Definately not the companion we were thinking of. I think Harry may be even more lonely actually. Knappster seems to really dislike other cats and is no mood to play.
What were we thinking? I dunno, it was a spontaneous decision and not well thought out. In fact, I think this will be a problem.
argh.

Posted by Sheila at 09:13 PM comments 0 |
June 13, 2000
My best friend died earlier

My best friend died earlier this month and I can't seem to get over it.

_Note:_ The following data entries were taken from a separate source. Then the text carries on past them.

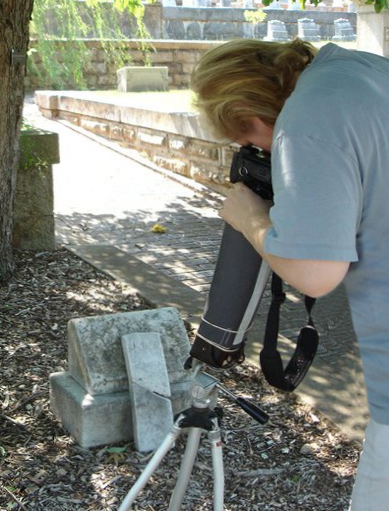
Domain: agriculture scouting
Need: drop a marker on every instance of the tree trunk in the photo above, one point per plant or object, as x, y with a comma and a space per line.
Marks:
14, 35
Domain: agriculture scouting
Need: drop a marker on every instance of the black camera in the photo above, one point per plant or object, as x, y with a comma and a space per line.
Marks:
237, 288
253, 168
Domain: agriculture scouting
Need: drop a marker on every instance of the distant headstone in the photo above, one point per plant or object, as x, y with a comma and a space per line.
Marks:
276, 31
343, 30
294, 5
143, 78
308, 30
151, 408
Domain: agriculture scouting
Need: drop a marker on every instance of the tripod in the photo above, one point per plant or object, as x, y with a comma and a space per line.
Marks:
200, 417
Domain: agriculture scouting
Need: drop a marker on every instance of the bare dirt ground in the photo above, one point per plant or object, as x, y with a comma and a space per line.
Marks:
298, 461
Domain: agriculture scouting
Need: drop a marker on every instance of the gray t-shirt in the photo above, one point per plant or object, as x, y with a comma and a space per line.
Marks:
330, 170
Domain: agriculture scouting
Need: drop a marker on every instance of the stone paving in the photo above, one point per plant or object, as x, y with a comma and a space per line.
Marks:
103, 198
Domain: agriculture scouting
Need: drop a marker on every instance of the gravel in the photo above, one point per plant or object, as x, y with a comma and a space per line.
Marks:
298, 461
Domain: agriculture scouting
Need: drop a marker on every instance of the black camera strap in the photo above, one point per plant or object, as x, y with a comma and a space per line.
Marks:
307, 343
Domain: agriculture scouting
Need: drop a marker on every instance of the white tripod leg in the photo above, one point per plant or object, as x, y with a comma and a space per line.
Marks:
218, 470
150, 468
185, 469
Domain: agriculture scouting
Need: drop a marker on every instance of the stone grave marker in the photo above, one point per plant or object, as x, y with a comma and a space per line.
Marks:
343, 30
308, 30
143, 78
276, 31
92, 398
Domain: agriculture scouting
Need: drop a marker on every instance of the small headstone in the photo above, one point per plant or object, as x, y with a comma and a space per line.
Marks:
276, 31
343, 30
142, 78
308, 30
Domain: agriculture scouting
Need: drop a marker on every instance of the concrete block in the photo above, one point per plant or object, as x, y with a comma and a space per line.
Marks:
100, 420
91, 420
95, 355
152, 415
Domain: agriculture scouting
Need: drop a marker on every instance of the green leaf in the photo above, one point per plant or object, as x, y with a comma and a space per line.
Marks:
115, 450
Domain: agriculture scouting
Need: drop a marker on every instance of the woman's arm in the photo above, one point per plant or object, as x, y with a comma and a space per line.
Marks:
249, 214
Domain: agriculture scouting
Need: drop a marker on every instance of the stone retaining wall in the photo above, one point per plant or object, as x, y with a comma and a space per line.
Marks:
174, 141
178, 56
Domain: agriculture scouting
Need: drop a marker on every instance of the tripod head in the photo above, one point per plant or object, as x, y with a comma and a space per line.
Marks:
205, 386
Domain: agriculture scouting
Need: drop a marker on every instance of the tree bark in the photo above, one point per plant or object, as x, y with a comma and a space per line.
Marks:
14, 36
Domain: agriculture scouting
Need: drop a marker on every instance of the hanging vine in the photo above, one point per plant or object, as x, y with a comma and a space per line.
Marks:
76, 21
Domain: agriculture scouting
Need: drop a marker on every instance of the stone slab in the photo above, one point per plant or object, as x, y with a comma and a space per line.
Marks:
95, 354
145, 362
152, 418
151, 410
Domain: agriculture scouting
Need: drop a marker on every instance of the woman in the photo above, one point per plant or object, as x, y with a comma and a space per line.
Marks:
324, 117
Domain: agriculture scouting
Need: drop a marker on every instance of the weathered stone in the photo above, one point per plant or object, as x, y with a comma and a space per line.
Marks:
96, 359
33, 211
91, 420
308, 30
151, 410
139, 78
343, 30
145, 362
276, 31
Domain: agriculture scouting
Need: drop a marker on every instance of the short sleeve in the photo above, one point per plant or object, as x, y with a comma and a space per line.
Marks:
317, 200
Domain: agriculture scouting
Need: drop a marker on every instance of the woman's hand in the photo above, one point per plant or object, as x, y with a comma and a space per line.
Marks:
244, 210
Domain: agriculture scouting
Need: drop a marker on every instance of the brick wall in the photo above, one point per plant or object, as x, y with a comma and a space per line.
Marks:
178, 56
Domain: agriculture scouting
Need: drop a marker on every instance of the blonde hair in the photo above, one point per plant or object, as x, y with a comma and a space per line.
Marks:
247, 78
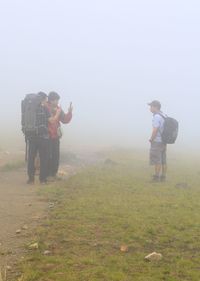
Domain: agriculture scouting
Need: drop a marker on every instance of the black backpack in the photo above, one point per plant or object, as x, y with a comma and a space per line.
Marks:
29, 108
170, 131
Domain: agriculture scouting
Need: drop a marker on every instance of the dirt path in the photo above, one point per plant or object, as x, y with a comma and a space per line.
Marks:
20, 208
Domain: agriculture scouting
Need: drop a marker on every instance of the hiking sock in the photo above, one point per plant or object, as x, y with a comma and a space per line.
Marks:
163, 178
155, 178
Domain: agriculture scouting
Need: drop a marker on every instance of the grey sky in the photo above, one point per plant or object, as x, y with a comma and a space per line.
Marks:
109, 57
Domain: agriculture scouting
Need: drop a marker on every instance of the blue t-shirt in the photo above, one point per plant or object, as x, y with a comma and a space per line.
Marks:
158, 122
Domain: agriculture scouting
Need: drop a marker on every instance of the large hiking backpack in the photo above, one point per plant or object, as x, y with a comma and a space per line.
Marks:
170, 131
29, 108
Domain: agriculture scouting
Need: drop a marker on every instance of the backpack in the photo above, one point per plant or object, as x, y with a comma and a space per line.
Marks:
29, 108
170, 131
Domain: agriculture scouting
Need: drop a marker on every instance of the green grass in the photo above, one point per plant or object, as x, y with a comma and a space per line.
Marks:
12, 166
106, 206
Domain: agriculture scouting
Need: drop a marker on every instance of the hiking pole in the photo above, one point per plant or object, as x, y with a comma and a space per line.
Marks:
26, 152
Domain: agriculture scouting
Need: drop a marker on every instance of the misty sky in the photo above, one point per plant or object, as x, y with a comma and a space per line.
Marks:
110, 58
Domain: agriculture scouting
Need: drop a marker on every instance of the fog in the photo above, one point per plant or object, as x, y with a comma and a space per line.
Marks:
110, 58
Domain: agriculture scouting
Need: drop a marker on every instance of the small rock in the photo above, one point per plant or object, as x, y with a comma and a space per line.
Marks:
34, 246
51, 205
124, 249
25, 227
154, 257
47, 253
183, 185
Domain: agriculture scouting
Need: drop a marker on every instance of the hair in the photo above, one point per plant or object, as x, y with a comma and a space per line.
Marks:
53, 96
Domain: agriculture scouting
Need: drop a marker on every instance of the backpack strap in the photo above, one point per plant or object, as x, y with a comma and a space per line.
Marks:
162, 115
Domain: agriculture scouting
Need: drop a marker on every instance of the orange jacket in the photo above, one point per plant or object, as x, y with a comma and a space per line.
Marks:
64, 118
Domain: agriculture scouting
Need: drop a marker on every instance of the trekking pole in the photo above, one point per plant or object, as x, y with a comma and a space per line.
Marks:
26, 152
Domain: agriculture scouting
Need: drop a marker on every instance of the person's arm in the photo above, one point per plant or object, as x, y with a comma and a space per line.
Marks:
154, 134
65, 118
56, 117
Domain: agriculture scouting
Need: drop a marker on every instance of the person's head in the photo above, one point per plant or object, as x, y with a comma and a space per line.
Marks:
155, 106
43, 98
53, 98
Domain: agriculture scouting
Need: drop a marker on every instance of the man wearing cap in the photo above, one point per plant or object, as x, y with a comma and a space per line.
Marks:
158, 148
55, 131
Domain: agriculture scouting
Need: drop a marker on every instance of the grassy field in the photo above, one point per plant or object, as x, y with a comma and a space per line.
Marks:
114, 204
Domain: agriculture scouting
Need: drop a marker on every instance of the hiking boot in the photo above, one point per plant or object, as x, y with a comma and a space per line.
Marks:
163, 178
155, 178
30, 181
44, 182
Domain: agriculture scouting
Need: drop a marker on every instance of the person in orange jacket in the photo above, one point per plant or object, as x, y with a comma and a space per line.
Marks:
55, 132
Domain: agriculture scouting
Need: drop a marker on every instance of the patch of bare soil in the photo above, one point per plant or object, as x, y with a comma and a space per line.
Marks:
21, 210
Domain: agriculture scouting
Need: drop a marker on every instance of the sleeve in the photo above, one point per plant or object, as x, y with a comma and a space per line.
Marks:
65, 118
156, 121
48, 115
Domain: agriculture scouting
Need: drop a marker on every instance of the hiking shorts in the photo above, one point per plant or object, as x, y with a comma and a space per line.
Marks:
158, 153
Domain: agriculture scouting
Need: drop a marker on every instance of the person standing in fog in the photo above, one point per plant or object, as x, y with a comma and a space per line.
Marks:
39, 142
158, 148
55, 132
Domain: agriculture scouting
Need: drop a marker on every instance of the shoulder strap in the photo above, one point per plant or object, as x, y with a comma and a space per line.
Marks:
162, 115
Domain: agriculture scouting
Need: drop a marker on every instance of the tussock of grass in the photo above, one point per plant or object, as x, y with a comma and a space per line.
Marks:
106, 206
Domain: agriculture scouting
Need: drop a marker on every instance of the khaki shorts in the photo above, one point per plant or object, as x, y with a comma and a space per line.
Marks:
158, 153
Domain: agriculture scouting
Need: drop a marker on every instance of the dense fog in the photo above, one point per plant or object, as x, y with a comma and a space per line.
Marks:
110, 58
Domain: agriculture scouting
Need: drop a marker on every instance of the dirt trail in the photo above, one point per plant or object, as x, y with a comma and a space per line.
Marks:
20, 207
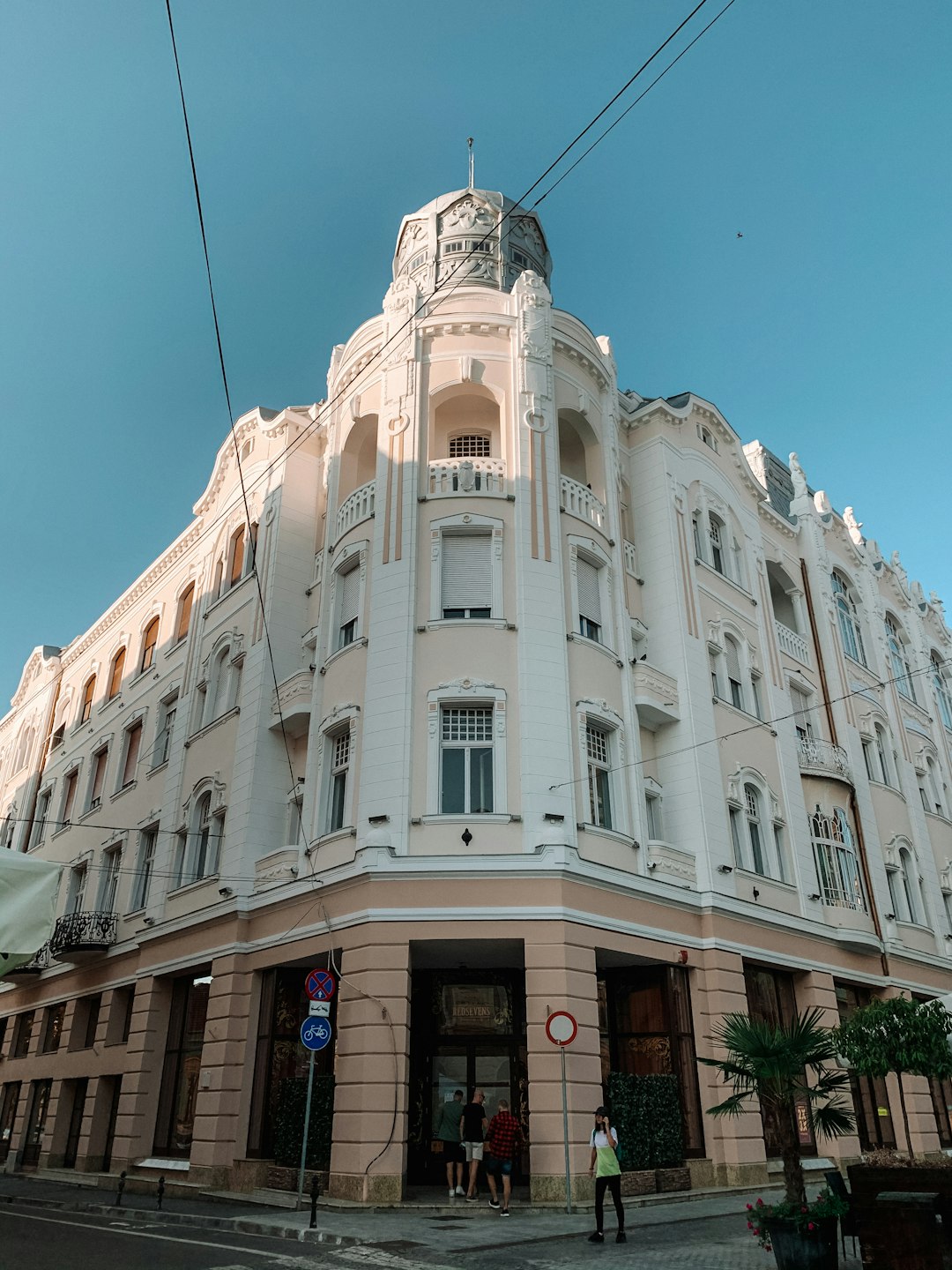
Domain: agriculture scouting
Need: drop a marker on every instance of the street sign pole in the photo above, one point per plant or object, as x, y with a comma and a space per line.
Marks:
565, 1136
308, 1125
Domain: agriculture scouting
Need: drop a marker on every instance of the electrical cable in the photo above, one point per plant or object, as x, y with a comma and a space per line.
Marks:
324, 407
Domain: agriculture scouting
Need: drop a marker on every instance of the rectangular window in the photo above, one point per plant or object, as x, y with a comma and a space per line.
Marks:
22, 1034
466, 759
163, 742
109, 879
145, 865
69, 796
36, 836
599, 784
133, 742
589, 600
466, 576
340, 764
77, 894
655, 826
52, 1027
95, 788
349, 585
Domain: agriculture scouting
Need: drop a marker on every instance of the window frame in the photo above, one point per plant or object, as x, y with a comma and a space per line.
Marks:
851, 632
466, 692
150, 643
582, 624
460, 526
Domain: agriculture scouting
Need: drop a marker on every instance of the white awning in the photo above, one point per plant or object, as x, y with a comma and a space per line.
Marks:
28, 891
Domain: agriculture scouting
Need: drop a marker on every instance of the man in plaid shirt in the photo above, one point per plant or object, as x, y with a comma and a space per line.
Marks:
502, 1139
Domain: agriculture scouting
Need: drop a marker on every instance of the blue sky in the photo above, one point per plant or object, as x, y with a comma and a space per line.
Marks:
818, 129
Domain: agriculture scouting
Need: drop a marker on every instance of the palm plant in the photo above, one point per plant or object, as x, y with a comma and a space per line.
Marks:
784, 1065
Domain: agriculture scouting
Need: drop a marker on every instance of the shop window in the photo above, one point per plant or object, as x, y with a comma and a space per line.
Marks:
645, 1024
178, 1093
279, 1056
871, 1102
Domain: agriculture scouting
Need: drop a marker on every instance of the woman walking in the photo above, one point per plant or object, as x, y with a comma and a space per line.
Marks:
608, 1177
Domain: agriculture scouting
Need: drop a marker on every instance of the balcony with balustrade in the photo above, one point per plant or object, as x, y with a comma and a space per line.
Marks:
577, 499
822, 758
792, 644
355, 507
450, 478
79, 937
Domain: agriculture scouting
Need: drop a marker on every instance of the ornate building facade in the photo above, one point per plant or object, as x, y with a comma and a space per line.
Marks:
574, 701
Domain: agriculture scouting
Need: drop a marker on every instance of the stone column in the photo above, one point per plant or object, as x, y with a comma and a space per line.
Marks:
135, 1124
368, 1156
227, 1067
560, 975
735, 1146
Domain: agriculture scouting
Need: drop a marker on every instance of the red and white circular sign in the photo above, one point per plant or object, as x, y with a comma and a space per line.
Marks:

Tasha was a dog, a chocolate lab, who had more personality than anybody else I know. It's hard to have a normal thought these days, no one has affected me more than this.
I can see how all this sounds very "westcoast". I realize it and trust me, I know it must seem pretty pathetic.
When I say it out loud to someone, "My dog died", it sounds like a sad story and it's all really too bad; yet, life goes on...
But I can't seem to explain to them that Tasha wasn't my dog, she was a friend and I can't believe she's no longer here with me, sleeping by my feet, under my desk. I feel a little wierd, I haven't told anybody about this physical pain except to write it here.
People ask when I'm going to get another dog. It's hard for me to believe they feel comfortable asking such a question. Tasha took over my life and I don't think, or want, another being to do that again.
fcuk, I realize how pathetic this is, seriously, I do.
And I also realize the time heals stuff and the death is a hard lesson... blah blah blah...
I will never forget her eyes as she was put to sleep. They didn't close, they just became dim and vacant. There was no life in there anymore and I felt so alone. I realized how much I depended on her. She was so scared and I couldn't do anything to help but to let her die. I hate myself for that.